Keberadaan PDAM di Dusun Wotawati juga belum bisa dirasakan manfaatnya secara maksimal oleh masyarakat setempat. Bahkan, beberapa pipa PDAM yang rusak hingga kini belum mendapatkan perbaikan.

"Sebenarnya untuk PDAM ada 21 titik. Tapi dari 21 titik itu ada 15 titik bermasalah dan tidak kunjung diperbaiki. Jadi selama 3 bulan ini kita bayar beban terus, padahal sama sekali tidak menikmati air PDAM," ucapnya.
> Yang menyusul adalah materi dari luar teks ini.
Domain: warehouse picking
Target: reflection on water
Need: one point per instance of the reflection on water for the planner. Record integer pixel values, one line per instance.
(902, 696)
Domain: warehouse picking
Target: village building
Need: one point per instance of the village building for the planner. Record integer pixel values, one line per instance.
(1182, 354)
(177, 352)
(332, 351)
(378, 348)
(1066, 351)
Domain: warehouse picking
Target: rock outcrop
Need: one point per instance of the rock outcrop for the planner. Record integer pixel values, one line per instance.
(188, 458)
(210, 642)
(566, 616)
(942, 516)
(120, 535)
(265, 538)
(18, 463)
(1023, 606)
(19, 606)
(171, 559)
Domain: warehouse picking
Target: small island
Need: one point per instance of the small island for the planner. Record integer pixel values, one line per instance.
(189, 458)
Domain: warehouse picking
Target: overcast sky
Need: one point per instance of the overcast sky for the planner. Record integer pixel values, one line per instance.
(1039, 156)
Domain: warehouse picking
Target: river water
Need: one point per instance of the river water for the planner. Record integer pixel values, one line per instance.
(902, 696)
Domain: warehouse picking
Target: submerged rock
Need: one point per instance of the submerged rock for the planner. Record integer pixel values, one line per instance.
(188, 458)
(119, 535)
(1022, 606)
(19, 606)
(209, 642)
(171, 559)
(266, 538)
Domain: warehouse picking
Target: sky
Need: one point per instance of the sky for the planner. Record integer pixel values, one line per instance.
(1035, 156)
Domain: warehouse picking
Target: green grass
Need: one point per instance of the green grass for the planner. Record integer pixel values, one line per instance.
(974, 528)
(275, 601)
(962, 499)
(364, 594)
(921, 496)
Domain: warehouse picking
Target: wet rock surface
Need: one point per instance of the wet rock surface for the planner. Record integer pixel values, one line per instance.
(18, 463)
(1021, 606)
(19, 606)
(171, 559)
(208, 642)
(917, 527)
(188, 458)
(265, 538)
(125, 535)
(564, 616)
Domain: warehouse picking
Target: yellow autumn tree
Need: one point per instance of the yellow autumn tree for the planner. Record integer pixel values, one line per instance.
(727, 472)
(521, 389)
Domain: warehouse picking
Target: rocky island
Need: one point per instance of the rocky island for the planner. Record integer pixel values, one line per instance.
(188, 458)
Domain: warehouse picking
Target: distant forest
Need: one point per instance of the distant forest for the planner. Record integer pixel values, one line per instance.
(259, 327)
Sedangkan untuk listrik, Robby mengaku aman. Namun untuk sinyal internet, telepon, dan televisi, masih susah.

"Kalau untuk sinyal (internet) ya agak susah karena terhalang gunung-gunung itu. Untuk TV ya harus pakai parabola. Kalau pakai antena biasa tidak bisa," katanya.

Robby berharap agar pemerintah menambah akses keluar masuk Dusun Wotawati. Saat ini Dusun Wotawati hanya memiliki satu jalan utama.

"Akses jalan keluar Dusun hanya satu dan itu baru dicor-blok tahun 1989 secara bertahap. Oleh sebab itu kami sangat berharap akses jalan di pedukuhan ini ditambah, khususnya yang arah ke telaga Suling itu," imbuhnya.